Je crois qu’on a tous notre poison. C’est une façon de se sentir plus en vie, de se rappeler qu’on est bien vivant. On a tous une petite partie de nous qui n’est pas très jolie. Cette partie qui ne nous veut pas du bien, ni à nous, ni aux autres. Moi, c’est ça, ça l’a toujours été. J’ai essayé de m’en débarrasser mais ça reste, comme un bout de scotch sous la semelle, ou une tache d’huile sur un habit, ou… euh…. 
Je me bats avec mes démons, depuis toujours. Alors je comble autrement.

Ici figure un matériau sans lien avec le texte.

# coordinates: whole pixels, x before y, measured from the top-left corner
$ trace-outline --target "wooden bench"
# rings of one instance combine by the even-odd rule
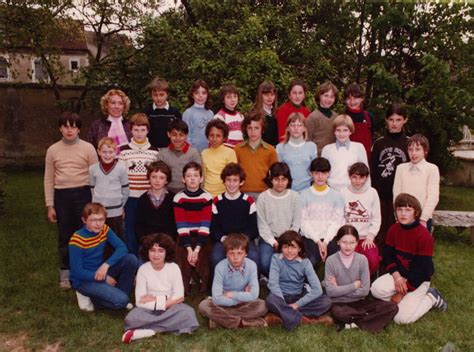
[[[435,210],[433,213],[433,223],[440,226],[469,227],[469,238],[471,244],[474,244],[473,211]]]

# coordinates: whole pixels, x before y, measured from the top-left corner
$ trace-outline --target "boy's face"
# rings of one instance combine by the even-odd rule
[[[207,140],[209,141],[210,148],[220,147],[224,143],[224,131],[217,127],[211,127]]]
[[[226,107],[226,109],[234,111],[238,102],[239,102],[239,96],[235,93],[227,93],[224,96],[224,106]]]
[[[91,214],[87,217],[87,219],[82,218],[82,222],[86,226],[86,229],[91,232],[97,233],[100,232],[104,227],[105,219],[105,214]]]
[[[387,123],[387,129],[390,133],[401,132],[407,121],[407,118],[404,118],[402,115],[398,114],[390,115],[385,119],[385,122]]]
[[[332,89],[328,90],[327,92],[319,96],[319,105],[325,109],[330,109],[331,106],[334,105],[335,101],[336,101],[336,96],[334,95],[334,92],[332,91]]]
[[[263,93],[262,101],[263,101],[263,106],[266,106],[269,108],[272,107],[273,103],[275,102],[275,93],[274,92]]]
[[[262,139],[262,122],[251,121],[247,126],[247,135],[249,136],[249,142],[257,143]]]
[[[336,139],[341,143],[344,143],[345,141],[349,140],[351,134],[352,132],[347,126],[337,126],[334,130],[334,135],[336,136]]]
[[[295,241],[291,241],[291,244],[284,244],[281,246],[281,253],[286,260],[295,260],[300,255],[300,246]]]
[[[342,254],[351,255],[356,249],[357,239],[352,235],[344,235],[337,244],[341,247]]]
[[[166,174],[161,171],[155,171],[150,174],[150,186],[154,191],[160,191],[168,184]]]
[[[112,117],[120,117],[123,114],[124,103],[120,95],[112,95],[107,102],[107,111]]]
[[[402,225],[409,225],[415,221],[415,209],[412,207],[397,207],[397,220]]]
[[[66,126],[61,125],[61,127],[59,127],[59,132],[61,132],[61,135],[63,136],[63,138],[68,142],[72,142],[76,140],[80,131],[81,130],[77,128],[76,125],[71,126],[69,122],[67,123]]]
[[[363,102],[364,102],[364,98],[362,97],[357,98],[352,95],[349,95],[349,97],[346,99],[346,105],[351,110],[360,110],[362,108]]]
[[[155,243],[153,247],[148,250],[148,259],[154,267],[162,267],[166,259],[166,249],[160,247],[158,243]]]
[[[234,248],[229,249],[226,256],[233,268],[240,268],[244,264],[247,252],[243,248]]]
[[[301,105],[305,98],[304,88],[299,85],[293,86],[288,96],[293,104]]]
[[[367,176],[352,174],[349,178],[351,179],[351,186],[357,190],[361,189],[367,182]]]
[[[329,171],[312,171],[311,177],[316,186],[324,186],[328,182]]]
[[[166,102],[168,101],[168,93],[166,93],[164,90],[154,89],[151,92],[151,99],[157,107],[163,108],[165,107]]]
[[[199,171],[196,169],[193,169],[193,168],[187,169],[186,172],[184,173],[183,183],[186,186],[186,189],[188,189],[191,192],[197,191],[202,181],[203,181],[202,176],[199,173]]]
[[[97,151],[100,157],[100,160],[104,164],[113,163],[115,160],[115,148],[112,148],[110,145],[104,144],[100,149]]]
[[[287,188],[288,188],[288,178],[282,175],[272,178],[272,189],[275,192],[281,193]]]
[[[133,125],[132,127],[132,137],[135,140],[135,142],[144,142],[146,139],[146,136],[148,135],[148,127],[143,125],[143,126],[137,126]]]
[[[408,146],[408,157],[413,164],[418,164],[425,158],[425,150],[420,144],[410,144]]]
[[[186,143],[186,133],[183,131],[171,130],[171,132],[168,132],[168,138],[170,139],[174,149],[183,150]]]
[[[306,132],[303,121],[296,120],[288,124],[288,132],[292,138],[301,138]]]
[[[240,191],[240,187],[244,185],[244,181],[240,181],[239,175],[230,175],[224,181],[225,190],[230,196],[234,196]]]
[[[196,104],[204,105],[207,101],[207,90],[204,87],[199,87],[193,92],[193,100]]]

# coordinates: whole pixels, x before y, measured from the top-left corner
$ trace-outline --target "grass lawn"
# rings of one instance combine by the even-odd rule
[[[474,350],[474,249],[443,241],[436,245],[433,284],[449,310],[430,312],[412,325],[391,324],[377,335],[336,333],[322,326],[291,333],[280,327],[212,332],[201,327],[191,336],[157,335],[125,346],[120,338],[126,312],[82,312],[74,291],[58,288],[57,230],[46,220],[42,174],[9,174],[6,187],[7,214],[0,222],[0,351],[440,351],[448,342],[456,351]],[[442,196],[444,209],[474,200],[473,190],[453,187],[443,188]],[[199,299],[187,301],[196,307]]]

Je ne veux pas laisser ma tête se reposer. Je comble, je comble ce gouffre, je le cimente, comme je peux, je le comble. J’ingurgite, j’avale, je mastique. Seul, toujours tout seul, j’avale tous, je mâche, je bouffe jusqu’à trop. Beaucoup trop. Il faut que je recrache tout. C’est plus fort que moi, je dois vomir. 
Je me bats avec mes démons. Je parle, je ris, je vis avec l’autre, je fais tout pour ne pas y penser. Pour oublier. « Il ne faut pas » m’a-t-on dit. Puis on ne peut pas toujours oublier, ou on n’oublie pas vraiment. On se le fait croire. On fait semblant. Alors on parle, on parle de tout et de rien, surtout de rien, parce que si on parlait de tout, on finirait par ne plus aimer l’autre. On fait semblant. Je fais semblant. 
Je n’en veux plus. Je ne veux plus faire semblant. 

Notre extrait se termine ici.